23 January 2008

I Am...

Last week my neighborhood group (small group, cell group) met for the first time since the holidays to start up another season of fellowship, Bible study, service, prayer, and worship (I think that's the list) over at KIPP Academy (a charter school here in East Nashville). We'll start our reading program with the students tomorrow, and so last week was mostly a time to do a bit of work for the school and then just hang out and get to know each other some more. We're largely the same group that we were in the fall, with a couple new faces. I love my NG, it's great.

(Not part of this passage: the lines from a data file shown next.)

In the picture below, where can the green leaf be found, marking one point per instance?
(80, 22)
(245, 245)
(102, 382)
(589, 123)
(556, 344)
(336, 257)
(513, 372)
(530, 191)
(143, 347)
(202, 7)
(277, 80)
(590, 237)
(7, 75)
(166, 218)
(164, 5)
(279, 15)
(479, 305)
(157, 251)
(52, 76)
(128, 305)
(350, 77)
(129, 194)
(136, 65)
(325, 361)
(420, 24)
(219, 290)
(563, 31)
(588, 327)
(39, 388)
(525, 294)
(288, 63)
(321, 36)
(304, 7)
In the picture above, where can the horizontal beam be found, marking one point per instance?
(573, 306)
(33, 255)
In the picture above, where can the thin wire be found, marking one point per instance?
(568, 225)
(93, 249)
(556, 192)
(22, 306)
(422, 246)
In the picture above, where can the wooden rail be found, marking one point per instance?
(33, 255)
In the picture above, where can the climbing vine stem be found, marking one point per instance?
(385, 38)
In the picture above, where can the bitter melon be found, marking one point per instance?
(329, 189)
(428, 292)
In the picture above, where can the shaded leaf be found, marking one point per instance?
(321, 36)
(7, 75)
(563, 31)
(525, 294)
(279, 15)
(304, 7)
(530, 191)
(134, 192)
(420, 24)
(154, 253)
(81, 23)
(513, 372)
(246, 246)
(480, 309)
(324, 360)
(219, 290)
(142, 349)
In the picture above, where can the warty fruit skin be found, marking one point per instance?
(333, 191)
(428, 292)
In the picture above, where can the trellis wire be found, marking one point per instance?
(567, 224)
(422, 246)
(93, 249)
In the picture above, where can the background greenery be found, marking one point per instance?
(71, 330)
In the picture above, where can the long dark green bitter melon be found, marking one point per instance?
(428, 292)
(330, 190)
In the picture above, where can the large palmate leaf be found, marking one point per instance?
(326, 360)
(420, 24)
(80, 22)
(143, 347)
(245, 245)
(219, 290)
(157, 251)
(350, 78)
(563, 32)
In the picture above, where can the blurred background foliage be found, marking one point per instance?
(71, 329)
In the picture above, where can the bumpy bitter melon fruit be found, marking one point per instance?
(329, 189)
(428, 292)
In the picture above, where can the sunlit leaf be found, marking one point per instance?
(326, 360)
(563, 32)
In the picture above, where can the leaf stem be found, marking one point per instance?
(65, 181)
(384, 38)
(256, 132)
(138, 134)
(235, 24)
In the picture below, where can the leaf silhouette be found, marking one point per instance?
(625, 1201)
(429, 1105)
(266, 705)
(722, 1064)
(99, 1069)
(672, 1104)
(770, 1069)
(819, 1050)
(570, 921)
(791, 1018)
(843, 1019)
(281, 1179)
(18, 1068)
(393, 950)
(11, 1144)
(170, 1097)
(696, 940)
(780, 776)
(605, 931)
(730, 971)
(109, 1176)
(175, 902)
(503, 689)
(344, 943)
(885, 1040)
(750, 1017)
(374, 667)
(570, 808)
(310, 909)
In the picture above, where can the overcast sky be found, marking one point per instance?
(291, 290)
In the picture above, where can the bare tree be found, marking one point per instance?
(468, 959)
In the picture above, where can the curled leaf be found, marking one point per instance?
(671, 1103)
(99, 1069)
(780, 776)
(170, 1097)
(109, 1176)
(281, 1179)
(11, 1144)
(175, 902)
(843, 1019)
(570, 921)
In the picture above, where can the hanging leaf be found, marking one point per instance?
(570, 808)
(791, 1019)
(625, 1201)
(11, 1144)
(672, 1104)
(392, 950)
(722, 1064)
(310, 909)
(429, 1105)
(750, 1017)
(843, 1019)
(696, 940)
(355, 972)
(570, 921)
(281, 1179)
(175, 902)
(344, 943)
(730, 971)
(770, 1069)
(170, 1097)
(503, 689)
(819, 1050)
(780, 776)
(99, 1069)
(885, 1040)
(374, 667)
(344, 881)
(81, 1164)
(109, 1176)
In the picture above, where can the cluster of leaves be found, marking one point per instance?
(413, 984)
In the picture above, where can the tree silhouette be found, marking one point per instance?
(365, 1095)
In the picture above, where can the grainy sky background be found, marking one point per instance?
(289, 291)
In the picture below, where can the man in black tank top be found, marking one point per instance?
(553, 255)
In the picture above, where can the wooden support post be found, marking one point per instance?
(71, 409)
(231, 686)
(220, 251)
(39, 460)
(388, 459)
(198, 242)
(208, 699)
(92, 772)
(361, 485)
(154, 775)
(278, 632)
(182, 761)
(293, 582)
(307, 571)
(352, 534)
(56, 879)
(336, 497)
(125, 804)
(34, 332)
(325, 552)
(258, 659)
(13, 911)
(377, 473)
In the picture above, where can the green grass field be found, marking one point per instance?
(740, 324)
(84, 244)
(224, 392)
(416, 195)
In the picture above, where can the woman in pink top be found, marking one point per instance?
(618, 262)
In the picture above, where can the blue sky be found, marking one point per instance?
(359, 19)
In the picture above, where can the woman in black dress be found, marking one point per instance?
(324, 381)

So our group leader brought a sort of getting-to-know-each-other, ice-breaker exercise--a poem sheet with about 20 lines or so, each starting with something like "I am...I wonder...I hear...I see..." and then a blank line to fill in. We wrote for about 10-15 minutes and then shared our poems with the rest of the group, and it was really cool.

Here's mine, a snapshot of part of where I'm at right now:

I am in process, and so
I wonder when will
I hear the one true voice of reassurance, when will
I see myself anew, until finally
I want to stop staring at myself in frustration at just how much
I am caught up in myself, and so
I pretend to be stable, even though
I feel much more deeply now than even a year ago. Whenever
I touch an unfortunate memory and remember too much, whenever
I worry again and again and again and again,
I cry out to a God that I block behind myself, because
I am stuck staring at myself. Now
I understand even less about how to pray and how to live, though
I say all manner of things to sound good, and
I dream the wrong dreams and chase the same idols over and over and over as
I try and try and try to make it work for me, so
I hope on a true hope without really knowing how, waiting for a day when
I am finally done staring at myself, because I will finally see glory for everything that He is.